Our project work started in September 1997. The first three months of the project were dedicated to the design of the interpretation mechanism: the lazy narrowing calculus developed by Prof. Ida was extended towards parallelism and constraint solving for which it was corresponingly equipped it with a type system. In September and October, Prof. Buchberger and Mircea Marin from RISC-Linz spent six weeks with the group of Prof. Ida at the University of Tsukuba to elaborate the details in cooperation.
The next tree months of the project (till the end of February 1998) were dedicated to specifying the extended calculus and to implementing the extensions in the functional logic language interpreter. The resulting language and calculus are documented in detail in Appendix A.

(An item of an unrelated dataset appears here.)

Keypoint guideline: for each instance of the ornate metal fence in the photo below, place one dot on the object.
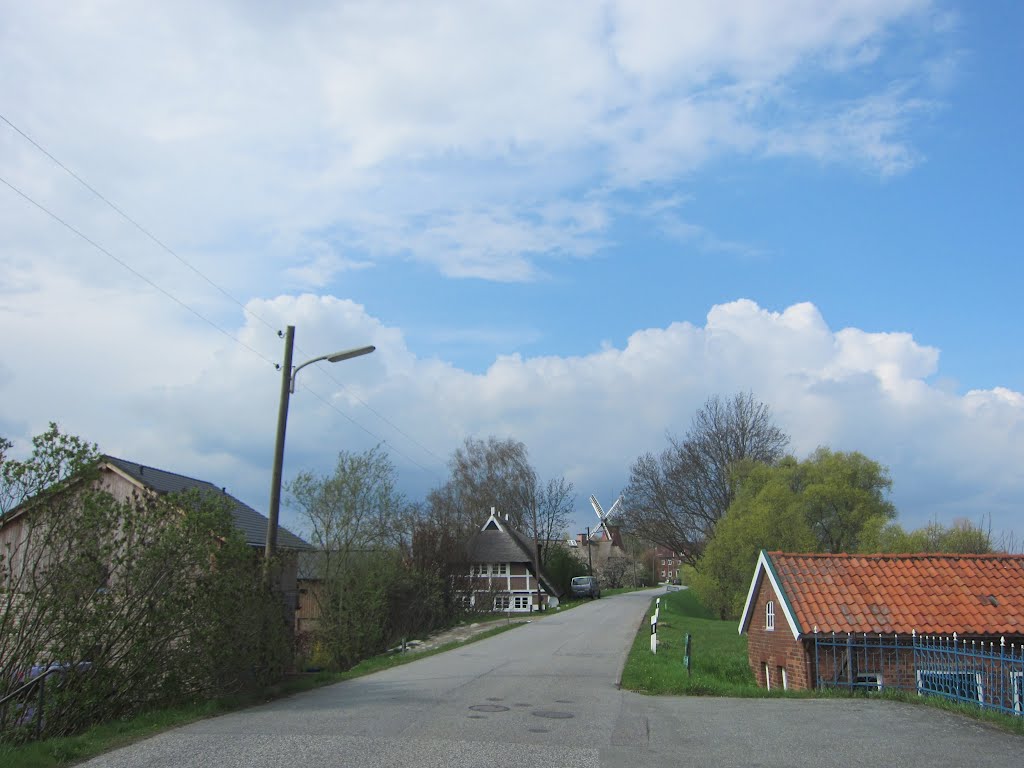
(987, 673)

The implementation work included the development of an interface to external constraint solvers and the introduction of the following processes running external to the interpreter (see Figure 1):
Figure 1: The Distributed Language Environment
For the time being, both the scheduler and the sample solver are implemented as separate Mathematica processes communicating via the MathLink protocol (but still running within one machine in a pseudo-parallel fashion). The scheduler asynchronously collects systems of constraints generated during the execution of the interpreter and forwards them to the constraint solvers. The simplified solutions are collected and transferred back to the interpreter.
There may be different kinds of external solvers for different classes of constraints or for different methods of solving a class of constraints. The scheduler classifies the constraints and partitions them into appropriate sets that it forwards to corresponding solvers. Furthermore, if the CFLP program contains explicit parallelization annotations, the interpreter generates constraint sets that the scheduler forwards to the external solvers for concurrent solution. Currently, the interpreter supports OR-parallel annotations for the concurrent investigation of multiple alternatives.
The prototype implementation of these components in Mathematica has saved considerable development time for setting up the core skeleton of the system; however it already allows interesting experiments with the dynamic behavior of programs under various execution strategies.